# Mac PowerPoint 2004: JPEG saving bug?



## pbesong (Apr 1, 2005)

After upgrading to Powerpoint 2004, I found out that I can no longer save my slides as JPEGs that are under 400 pixels high. I normally save them to 500 wide x 375 high, but found that with PPT 2004, it will squash the width of each jpeg and make it tall (it looks like the height and width get reversed). I at first thought that I'd entered the height and width into the wrong box, but was surprised to learn that it was indeed goofing up the height and width. I also tested it on another machine in our department with the same results. The only work-around I found was to make sure the height of the JPEG was set to at least 400 pixels high for it to treat the height and width properly. Can anyone else verify that this is a bug? If so, how do we report it to Microsoft???


----------



## MSY-Houston (Dec 5, 2004)

This may not be a bug.

Check your PowerPoint Preference settings. There are a couple of places where you need to look and probably experiment, because I'm not sure which might be involved in what's happening. Start with item 1. There are several variables involved, so you probably ought write down what you do so you don't lose track. You may have to quit PowerPoint between changing settings for the changes to take effect.

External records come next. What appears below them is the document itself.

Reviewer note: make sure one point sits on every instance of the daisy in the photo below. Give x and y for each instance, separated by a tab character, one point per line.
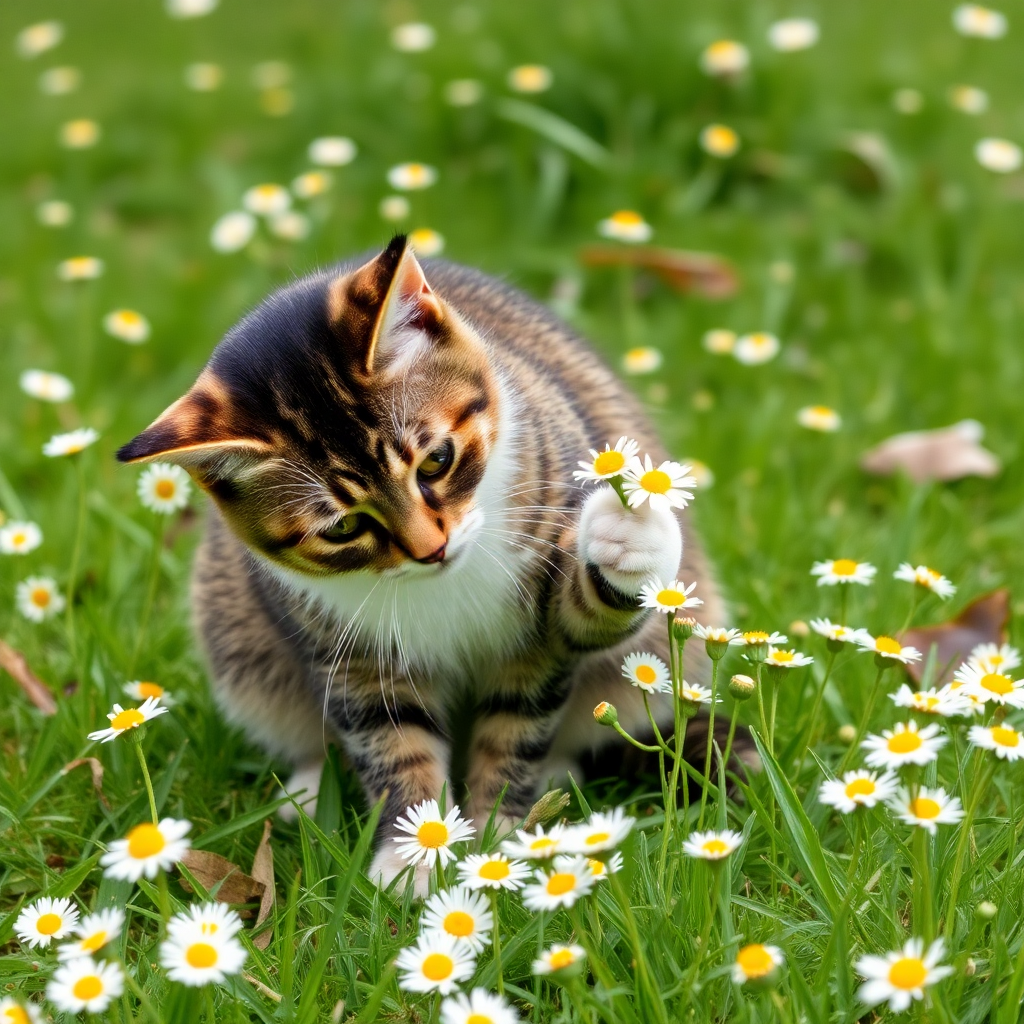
164	487
837	570
902	976
604	830
409	177
756	962
232	231
570	879
648	673
127	325
558	957
431	835
436	964
607	464
46	386
753	349
84	984
664	485
712	845
857	788
793	34
905	744
124	719
480	1007
924	577
38	598
530	78
19	538
819	418
888	647
626	225
1005	740
719	140
146	849
71	443
45	921
463	914
93	933
725	58
332	151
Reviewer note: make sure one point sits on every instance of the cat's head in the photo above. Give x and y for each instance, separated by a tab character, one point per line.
343	425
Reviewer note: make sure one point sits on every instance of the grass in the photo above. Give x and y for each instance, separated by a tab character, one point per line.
898	300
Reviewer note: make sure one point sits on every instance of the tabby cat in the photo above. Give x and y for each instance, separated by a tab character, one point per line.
395	534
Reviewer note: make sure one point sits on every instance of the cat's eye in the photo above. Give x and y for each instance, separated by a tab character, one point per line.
437	462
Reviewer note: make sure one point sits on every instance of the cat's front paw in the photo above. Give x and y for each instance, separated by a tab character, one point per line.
630	547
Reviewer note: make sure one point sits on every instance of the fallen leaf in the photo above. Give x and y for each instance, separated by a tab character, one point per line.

1) PowerPoint/Preferences/Save Saves slides as graphics files, you can change the default dpi (72) and default size (720x540 pixels), and choose whether to compress the graphics files or not.

2) PowerPoint/Preferences/General/ Click on Web Options. Select the Pictures tab. There are settings there for target monitors.

Houston


----------



## MSY-Houston (Dec 5, 2004)

Check your page setup from within PowerPoint. 

There's also a Preference setting to either keep the format of the slide you are importing, or change it to the new format. Can't remember exactly where that one is at, but it's there.


----------



## pbesong (Apr 1, 2005)

I tried messing with the preferences as you suggested, but it's still spitting out tall slides. I think it's a bug.


----------



## MSY-Houston (Dec 5, 2004)

pbesong said:


> I tried messing with the preferences as you suggested, but it's still spitting out tall slides. I think it's a bug.


You could be right. Try checking the Microsoft Mac support site:

http://www.microsoft.com/mac/

Make sure you've got the latest upgrades to Office. There's also a section for how to contact MS. There's also a User group on the site where you might be able to find more information.

http://www.microsoft.com/mac/community/usergroups/usergroups.aspx?pid=usersgroups

Good luck.

Martha


----------